SouFun, owner of China’s largest real estate information website, slid 2.8 percent to $25.47 in New York, the lowest close since March 21. E-House China Holdings Ltd. (EJ:US), a property agent based in Shanghai, slipped 2.2 percent to a three-week low of $4.55.
About 17 Chinese cities had issued details of property curbs by the end of the first quarter. Beijing banned single- person households from buying more than one residence, while Shanghai prohibited banks from giving credit to third-home buyers, local governments said over the weekend.
New home prices in China climbed 1.1 percent last month from February, Beijing-based SouFun said in a statement yesterday, based on a survey of 100 cities. That’s the biggest increase since January 2011.
New Oriental Education & Technology Group Inc. (EDU:US), China’s largest private education company, sank 2.8 percent to $17.49 in New York, the steepest decline in four weeks.
Ambow Education Holding Ltd. (AMBO:US), a tutoring company based in Beijing, plunged 39 percent in the five days through March 22 before trading halted in the U.S. pending an announcement. Baring Private Equity Asia Ltd. terminated a buyout offer for Ambow March 25, saying the resignation of three directors made it impossible to proceed with the deal.
Yongye International Inc. (YONG:US), a Beijing-based fertilizer maker that received a going-private proposal in October, said buyers confirmed that they are still interested in continuing with the deal in a statement yesterday.
The group, including Chairman Wu Zishen, Morgan Stanley’s private equity unit and Hong Kong-based Abax Global Capital Ltd., offered to buy the company at $6.6 per share.
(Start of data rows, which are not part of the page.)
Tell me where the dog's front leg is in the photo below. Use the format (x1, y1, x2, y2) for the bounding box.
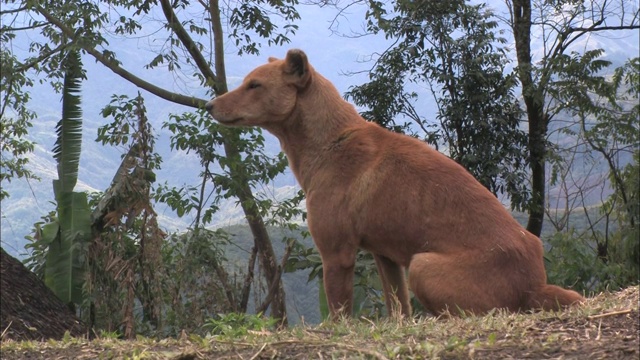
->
(322, 256, 356, 319)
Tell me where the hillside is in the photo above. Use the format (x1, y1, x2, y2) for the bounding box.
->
(1, 286, 637, 359)
(0, 248, 84, 341)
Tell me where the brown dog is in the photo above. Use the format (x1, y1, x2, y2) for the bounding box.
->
(205, 49, 583, 317)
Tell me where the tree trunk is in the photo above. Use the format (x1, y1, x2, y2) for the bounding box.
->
(526, 111, 547, 237)
(208, 0, 287, 325)
(222, 138, 288, 326)
(511, 0, 545, 237)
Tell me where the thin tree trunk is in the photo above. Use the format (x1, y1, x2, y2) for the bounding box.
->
(511, 0, 545, 237)
(526, 111, 547, 237)
(240, 246, 258, 313)
(222, 138, 288, 326)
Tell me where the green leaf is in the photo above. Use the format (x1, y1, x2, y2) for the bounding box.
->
(44, 191, 91, 305)
(44, 50, 90, 306)
(53, 50, 84, 195)
(40, 221, 60, 246)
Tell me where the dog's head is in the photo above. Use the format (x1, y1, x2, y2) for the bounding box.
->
(205, 49, 312, 127)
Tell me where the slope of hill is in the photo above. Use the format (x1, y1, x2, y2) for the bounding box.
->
(1, 286, 638, 358)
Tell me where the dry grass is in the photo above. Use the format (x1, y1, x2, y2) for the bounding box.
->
(1, 286, 637, 359)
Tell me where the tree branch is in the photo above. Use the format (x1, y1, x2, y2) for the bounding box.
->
(568, 24, 640, 32)
(0, 6, 28, 15)
(256, 241, 293, 315)
(36, 5, 207, 109)
(209, 0, 228, 95)
(2, 23, 49, 31)
(159, 0, 220, 94)
(15, 43, 68, 73)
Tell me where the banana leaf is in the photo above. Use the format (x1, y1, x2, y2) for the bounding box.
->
(44, 49, 90, 306)
(52, 50, 84, 197)
(44, 191, 91, 305)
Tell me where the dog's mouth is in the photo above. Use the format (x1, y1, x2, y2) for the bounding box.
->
(215, 117, 244, 125)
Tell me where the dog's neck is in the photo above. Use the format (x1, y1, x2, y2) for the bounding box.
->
(264, 73, 363, 191)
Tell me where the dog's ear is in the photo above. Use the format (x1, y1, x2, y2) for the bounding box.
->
(283, 49, 311, 89)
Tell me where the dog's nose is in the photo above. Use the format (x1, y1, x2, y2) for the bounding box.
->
(205, 101, 213, 112)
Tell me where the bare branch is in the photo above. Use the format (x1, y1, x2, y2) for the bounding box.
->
(568, 24, 640, 32)
(0, 6, 28, 15)
(1, 23, 49, 31)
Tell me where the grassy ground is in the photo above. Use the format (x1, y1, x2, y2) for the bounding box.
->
(1, 286, 637, 359)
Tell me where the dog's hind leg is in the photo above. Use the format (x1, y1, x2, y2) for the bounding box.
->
(408, 252, 519, 315)
(374, 254, 411, 317)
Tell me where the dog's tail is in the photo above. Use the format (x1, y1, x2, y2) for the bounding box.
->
(526, 284, 584, 311)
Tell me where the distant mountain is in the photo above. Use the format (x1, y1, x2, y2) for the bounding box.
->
(0, 107, 303, 258)
(0, 111, 193, 257)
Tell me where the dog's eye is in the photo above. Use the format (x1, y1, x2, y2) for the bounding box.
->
(248, 81, 261, 89)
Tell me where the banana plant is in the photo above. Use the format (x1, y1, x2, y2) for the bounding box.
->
(43, 49, 92, 309)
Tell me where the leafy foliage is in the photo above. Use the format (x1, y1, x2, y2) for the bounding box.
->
(545, 226, 638, 295)
(89, 93, 166, 338)
(545, 58, 640, 294)
(228, 0, 300, 55)
(158, 112, 289, 227)
(27, 93, 168, 338)
(287, 247, 388, 319)
(24, 210, 59, 278)
(44, 191, 91, 308)
(52, 50, 85, 195)
(202, 312, 278, 338)
(348, 1, 529, 210)
(158, 105, 298, 325)
(0, 48, 38, 201)
(161, 229, 241, 336)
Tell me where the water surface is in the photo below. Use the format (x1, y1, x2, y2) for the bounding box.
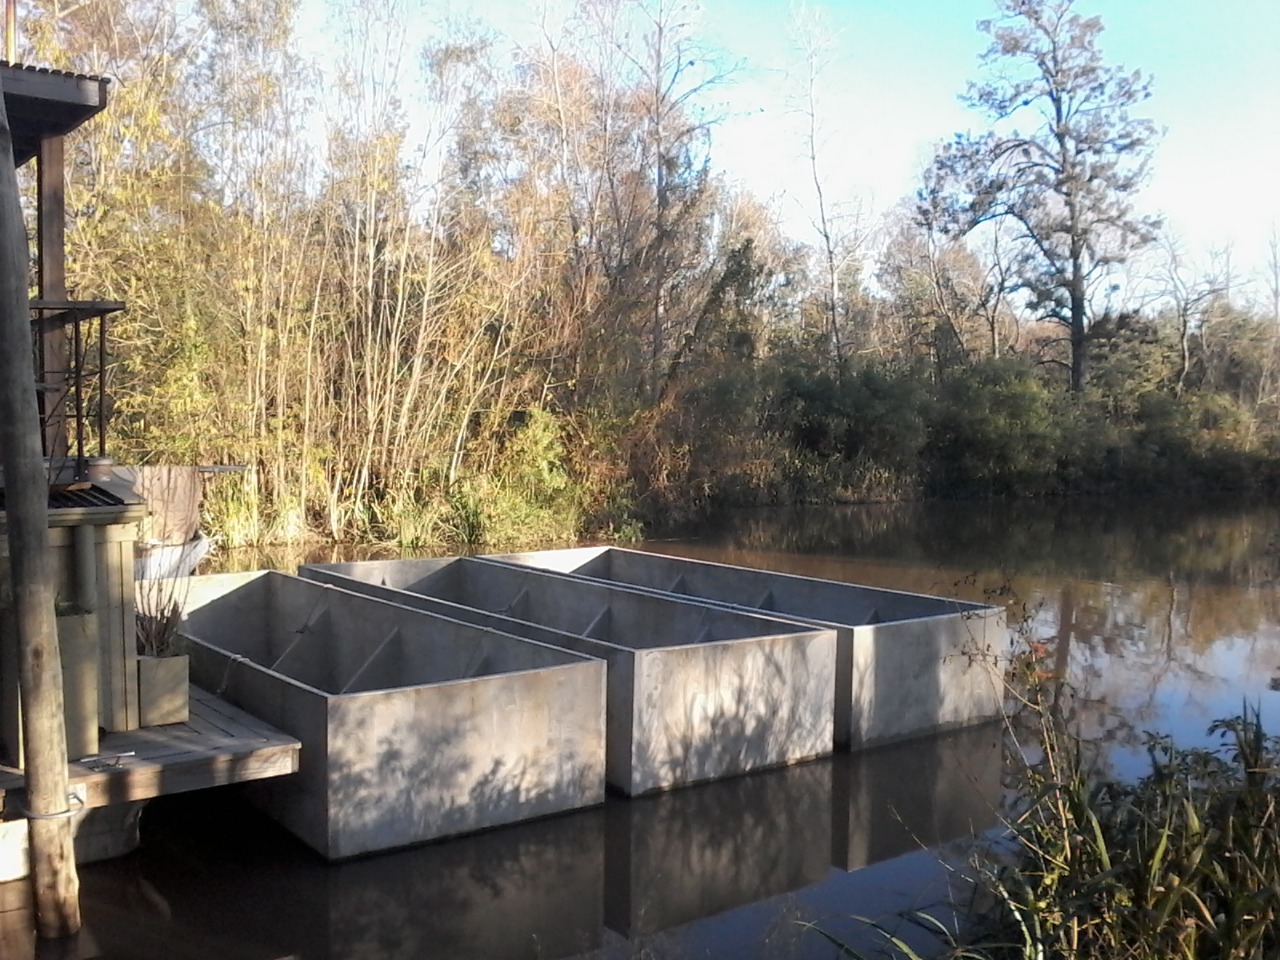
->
(11, 496, 1278, 959)
(672, 498, 1280, 779)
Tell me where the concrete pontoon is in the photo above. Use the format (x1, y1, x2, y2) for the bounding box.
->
(175, 571, 606, 858)
(488, 546, 1007, 748)
(300, 557, 838, 795)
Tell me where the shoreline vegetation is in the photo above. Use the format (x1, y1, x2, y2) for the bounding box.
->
(27, 0, 1280, 554)
(830, 636, 1280, 960)
(826, 714, 1280, 960)
(209, 367, 1280, 554)
(194, 354, 1280, 552)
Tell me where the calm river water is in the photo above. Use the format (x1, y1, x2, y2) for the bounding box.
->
(22, 497, 1280, 959)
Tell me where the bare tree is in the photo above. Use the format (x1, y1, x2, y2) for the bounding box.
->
(1158, 237, 1222, 397)
(625, 0, 726, 399)
(877, 207, 1018, 372)
(922, 0, 1160, 392)
(789, 5, 865, 373)
(1267, 226, 1280, 327)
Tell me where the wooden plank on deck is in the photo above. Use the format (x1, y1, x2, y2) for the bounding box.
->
(0, 686, 299, 812)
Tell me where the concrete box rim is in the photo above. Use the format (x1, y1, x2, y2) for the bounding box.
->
(179, 631, 605, 701)
(483, 548, 1005, 629)
(189, 569, 600, 666)
(301, 561, 840, 654)
(180, 568, 604, 678)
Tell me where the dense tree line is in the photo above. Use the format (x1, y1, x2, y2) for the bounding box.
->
(26, 0, 1280, 545)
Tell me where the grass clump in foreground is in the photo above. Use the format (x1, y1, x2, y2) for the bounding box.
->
(829, 702, 1280, 960)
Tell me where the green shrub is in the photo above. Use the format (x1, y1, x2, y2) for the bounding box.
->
(924, 360, 1063, 498)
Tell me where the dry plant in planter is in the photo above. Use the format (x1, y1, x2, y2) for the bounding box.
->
(135, 577, 190, 726)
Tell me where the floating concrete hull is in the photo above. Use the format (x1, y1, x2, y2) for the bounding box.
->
(300, 558, 838, 795)
(176, 571, 606, 858)
(489, 547, 1008, 748)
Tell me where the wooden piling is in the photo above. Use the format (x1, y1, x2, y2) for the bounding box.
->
(0, 76, 82, 936)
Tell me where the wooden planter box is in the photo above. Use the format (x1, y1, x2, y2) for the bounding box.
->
(137, 654, 189, 726)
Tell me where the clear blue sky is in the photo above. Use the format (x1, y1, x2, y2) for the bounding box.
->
(697, 0, 1280, 285)
(300, 0, 1280, 289)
Yongye said fourth-quarter adjusted net income was 34 cents per share with sales rising 59 percent to $71.3 million. Trading in its shares was suspended March 15 in the U.S.
Bona Film Group Ltd. (BONA:US), a film company based in Beijing, tumbled 6.5 percent to a three-month low of $4.3 in New York before its planned earnings release after U.S. trading closed. Renren Inc. (RENN:US), a real-name social networking website operator in China, sank 4.5 percent to a record low of $2.76.
Apple Inc. (AAPL:US) Chief Executive Officer Tim Cook apologized for the company’s iPhone warranty and repair policies in China after criticism over customer service in its second-largest market. Apple is changing its practices to offer full replacements of older iPhones experiencing problems, Cook said in a letter posted on the company’s Chinese website yesterday.
The Shanghai Composite Index (SHCOMP) of domestic Chinese shares slipped 0.1 percent to 2,234.40 yesterday, after dropping 1.4 percent during the first three months of this year. Hong Kong’s stock market was closed for a holiday yesterday.